Festival will highlight the county's waterfront

Event will help raise money for aviation museum

May 12, 2006|By KRISTI FUNDERBURK | KRISTI FUNDERBURK,SUN REPORTER

When a dozen seaplanes touch down on Martin's Lagoon, the festival will begin.

The second Baltimore County Community Waterfront Festival, set for tomorrow in Middle River, includes music, food and crafts - and, naturally, a boat show.

It also offers a chance to learn about an aviation pioneer, meet an astronaut and climb into the cockpit of a fighter jet.

Some of the proceeds from the festival, which is designed to highlight the county's 175 miles of waterfront, will go to the Glenn L. Martin Maryland Aviation Museum.

Throughout the day, visitors can tour the museum's new exhibits and get a close look at a small squadron of aircraft.

About 20,000 people are expected to attend, and $40,000 to $45,000 is expected to be raised, said John Markley, deputy director of the county's Department of Recreation and Parks, which organized the festival.

John Tipton, the aviation museum's marketing communications director, said money from the event will go toward building an education center for engineering and, later, a larger museum.

"We're a small museum, a little unknown and out of the way," he said, "but we want to become a cultural destination point for the community."

Another beneficiary of the festival, which will run from 10 a.m. to dusk, is the Marshy Point Nature Center in Chase. Shuttle buses will run between the festival site, near Martin State Airport, to the nature center. There, visitors can take boat tours and nature hikes, and see reptile exhibits, and children can learn about building wooden boats.

"It's really an exceptional array of things kids and families can do together," said Hal Ashman, the nature center's council president.

The Marine Trades Association of Baltimore County will stage a show with more than 100 boats. Tours on a skipjack will be offered, and boats will be for sale.

The Essex/Middle River/White Marsh Chamber of Commerce is helping organize the food for the event, Markley said.

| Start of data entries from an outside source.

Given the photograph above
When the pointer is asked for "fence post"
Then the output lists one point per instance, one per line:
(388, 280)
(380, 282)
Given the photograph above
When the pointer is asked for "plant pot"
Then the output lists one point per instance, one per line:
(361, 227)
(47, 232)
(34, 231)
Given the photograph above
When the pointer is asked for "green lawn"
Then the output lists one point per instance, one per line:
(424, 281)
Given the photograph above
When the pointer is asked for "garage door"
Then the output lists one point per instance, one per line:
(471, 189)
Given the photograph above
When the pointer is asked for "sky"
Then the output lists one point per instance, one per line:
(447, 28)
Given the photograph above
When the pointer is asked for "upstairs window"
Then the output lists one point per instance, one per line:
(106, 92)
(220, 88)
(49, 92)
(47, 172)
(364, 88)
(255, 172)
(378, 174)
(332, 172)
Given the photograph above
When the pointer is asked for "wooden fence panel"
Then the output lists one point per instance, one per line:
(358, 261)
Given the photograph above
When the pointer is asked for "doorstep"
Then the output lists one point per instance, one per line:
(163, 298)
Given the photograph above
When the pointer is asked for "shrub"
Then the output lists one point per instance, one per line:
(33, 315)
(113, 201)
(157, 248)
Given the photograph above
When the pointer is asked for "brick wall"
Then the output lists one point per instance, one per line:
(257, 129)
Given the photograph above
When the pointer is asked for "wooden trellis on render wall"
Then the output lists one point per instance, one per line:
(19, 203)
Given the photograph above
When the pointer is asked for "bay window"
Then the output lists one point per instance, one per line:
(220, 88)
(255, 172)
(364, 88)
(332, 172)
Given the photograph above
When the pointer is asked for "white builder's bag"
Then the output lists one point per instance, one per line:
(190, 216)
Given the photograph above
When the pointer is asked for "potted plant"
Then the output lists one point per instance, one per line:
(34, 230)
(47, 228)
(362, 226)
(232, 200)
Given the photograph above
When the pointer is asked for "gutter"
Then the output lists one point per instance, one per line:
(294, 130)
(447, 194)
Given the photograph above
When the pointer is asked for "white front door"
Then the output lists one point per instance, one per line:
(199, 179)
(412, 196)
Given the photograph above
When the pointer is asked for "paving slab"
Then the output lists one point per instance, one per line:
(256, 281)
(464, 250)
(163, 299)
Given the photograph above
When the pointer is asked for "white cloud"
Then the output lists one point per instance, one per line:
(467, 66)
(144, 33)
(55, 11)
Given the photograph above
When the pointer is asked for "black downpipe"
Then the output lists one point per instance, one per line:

Restaurants, including River Watch Restaurant and Marina and Island View Waterfront CafM-i, will be selling food.

The festival also includes airplane and helicopter rides, plane flybys and a look inside news helicopters.

Volunteer fire companies will demonstrate water rescues, and county public school choral groups and country musicians, are scheduled to perform.

The first county waterfront festival, in October 2004, raised money for victims of Tropical Storm Isabel.

Baltimore County Executive James T. Smith said in a written statement that the festival is a celebration of the county's revitalization and the "energy, spirit and optimism of Baltimore County's neighborhoods."

For this year's festival, the aviation museum created an exhibit to tell the story of Glenn L. Martin, who started a company that attracted 50,000 workers to eastern Baltimore County.

In the back of the museum is the Maryland Room, where an exhibit is dedicated to Tom Jones, a former NASA astronaut who flew four shuttle missions. Jones, who grew up in eastern Baltimore County, is scheduled to speak at the festival.

The seaplanes are to take off from the lagoon at 5 p.m.

The festival will conclude with a fireworks display after dark.